When the Grass is Literally Greener on the Other Side


Transitioning away from Managed Services.
SaaS, cloud computing and hosted solutions are all really great options for a number of reasons in a variety of situations. These days it is not uncommon for a technology service to be offered that is exponentially sleeker and more cost-effective that what can be built, managed and maintained in-house. Portals, public-facing websites, and distance learning platforms are just a few examples of viable options out there. But what happens when, for whatever reason, leadership decided years ago to outsource everything. Was it convenience? Was it a weak candidate pool? Was it frustration? Today leadership puts a pen to the cost and finds the dollar figure jarring. Leadership then polls the faculty, staff and students for satisfaction levels and the numbers are less than stellar. Now what?
Transitioning away from a large-scale managed services situation is a bit like putting together a puzzle. What at first appears to be a simple, 12-piece children’s floor puzzle evolves quickly into a 1,000-piece weekend puzzle. After the puzzle is started, it is important to start questioning what the end result should look like while never forgetting that these puzzle pieces are oftentimes dedicated, valued employees. When all the right pieces appear to be there, finding the correct placement is integral. And by the way, the structure needs to be defined prior to shuffling the pieces around. Seems easy enough.

Most managed services agreements require a certain time frame of notice once the decision has been made to not continue services at contract end.
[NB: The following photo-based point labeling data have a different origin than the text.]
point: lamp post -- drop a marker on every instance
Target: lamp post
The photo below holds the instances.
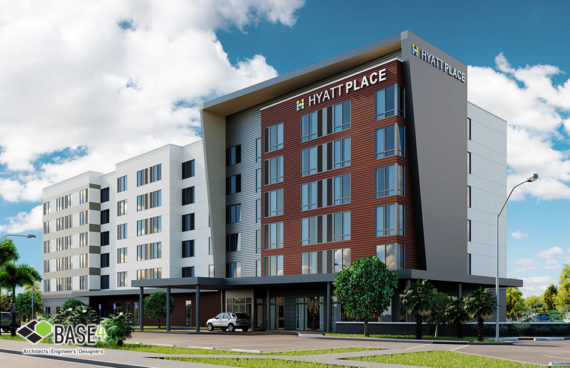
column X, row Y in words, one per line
column 534, row 177
column 13, row 322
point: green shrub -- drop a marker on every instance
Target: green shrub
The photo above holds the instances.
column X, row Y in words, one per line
column 119, row 327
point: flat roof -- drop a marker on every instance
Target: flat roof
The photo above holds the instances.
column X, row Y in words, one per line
column 254, row 95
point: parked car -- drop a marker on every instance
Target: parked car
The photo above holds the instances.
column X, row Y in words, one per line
column 229, row 321
column 6, row 319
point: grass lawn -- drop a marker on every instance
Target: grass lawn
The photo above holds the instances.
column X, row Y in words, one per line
column 444, row 359
column 255, row 363
column 194, row 351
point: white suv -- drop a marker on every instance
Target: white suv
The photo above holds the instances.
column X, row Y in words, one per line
column 229, row 321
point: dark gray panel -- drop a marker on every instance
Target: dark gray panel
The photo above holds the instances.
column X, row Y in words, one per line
column 436, row 112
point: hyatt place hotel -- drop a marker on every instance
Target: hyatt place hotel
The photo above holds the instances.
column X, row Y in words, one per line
column 374, row 152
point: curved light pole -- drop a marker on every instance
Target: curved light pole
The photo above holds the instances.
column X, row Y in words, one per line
column 534, row 177
column 13, row 323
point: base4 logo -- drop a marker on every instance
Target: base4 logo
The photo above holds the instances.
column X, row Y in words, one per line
column 35, row 331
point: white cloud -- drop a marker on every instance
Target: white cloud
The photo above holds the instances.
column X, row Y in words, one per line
column 536, row 285
column 85, row 85
column 24, row 221
column 535, row 109
column 518, row 235
column 525, row 264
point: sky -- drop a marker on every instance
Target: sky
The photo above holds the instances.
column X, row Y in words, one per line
column 84, row 85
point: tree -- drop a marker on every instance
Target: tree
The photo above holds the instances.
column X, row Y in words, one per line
column 480, row 305
column 155, row 306
column 563, row 297
column 72, row 303
column 8, row 252
column 24, row 304
column 417, row 299
column 457, row 315
column 515, row 302
column 366, row 288
column 437, row 311
column 549, row 297
column 13, row 276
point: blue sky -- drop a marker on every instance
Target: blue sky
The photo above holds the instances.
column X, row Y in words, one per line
column 102, row 76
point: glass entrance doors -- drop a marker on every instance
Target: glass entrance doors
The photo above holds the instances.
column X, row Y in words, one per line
column 310, row 313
The very next day action needs to be taken to map out how the transition will take place internally. Although the following five steps are in order, know that as you embark on this journey many steps will start and never end. You will forever be referring to your org chart and strategic plan to mull over the structure and its alignment with the support needs. These steps can work really well in transitions big and small:

  1. Actively seek feedback from your campus on what’s working for them from a technology service standpoint. Get in front of everyone from department chairs to residence life assistants. What ideas, concerns, significant issues and needs do they have?
  2. Assess your current organizational chart. List out current in-house talent (maybe even managed services talent), compare and talk-through your vision and structure with peer institutions, industry and check your local community college structure. Community colleges are sometimes a step ahead in efficient operations because they’re likely doing more with fewer resources.
  3. Now’s the time to focus on your plans. Typically a managed agreement notes a transition plan in the contract. You should not rely on that to be your plan; instead allow it to complement your bevy of in-house plans. You’ll need a project plan for molding your team, a comprehensive technology strategic plan and a clear department vision statement that supports the institutions vision and thus move away from managed services.
  4. After consternation, vet your ideas through university leadership. Next step, department leaders. Finally, your department. By now you should have a treasure map that will lead to an optimum organization structure to provide excellent service, numbers and stats from peers supporting your path all tying in to a strong strategic plan.
  5. Now’s the time to sweat the small stuff. The software/tools needed to support the service in-house, rolling in change control, cross-training, signage, business cards, etc.

Throughout the transition discussions and deliberations, communication, transparency and support are crucial. And although a big driver to transition away from a managed services situation might be cost savings, your selling point needs to be improved service. Why? Yes, evaluations can and likely should be run making a case for continuous IT savings; however technology will always be a budget-dependent operation. The largest savings are often indirect by automation of processes, green efficiencies, less time spent on repetitive tasks.

Managed services arrangements for significant technology buckets (enterprise network services, ERP support, etc.) can be a great stopgap option for unexpected high turnover in a poor candidate pool environment. In addition, for many institutions it might be ‘easier’ to scrape together operational funds versus headcount and/or payroll.  Not unlike soda machines and restaurants, with managed services you are paying for convenience. And when it comes to major systems support convenience, the markup can easily be in the several hundred percent range. Aside from the possible cost-factor, you are paying for a team dedicated to the provider, not you or your customers, end-users, although the sales team will sell the exact opposite of that.

Technology promises to play an active role in higher education for the unforeseeable future in areas of, but not limited to, streamlining efficiencies, automating processes, empowering data-driven decisions, providing students with the learning environment they seek, supporting the teaching environment professors need to ‘teach more, administrate less’, and providing the veritable backbone for every department serving the institution. While many outlying services and softwares may reside quite comfortably in the cloud, every college needs a strong, cohesive, dedicated core team to best serve their end-users who are, in this day and age, everyone.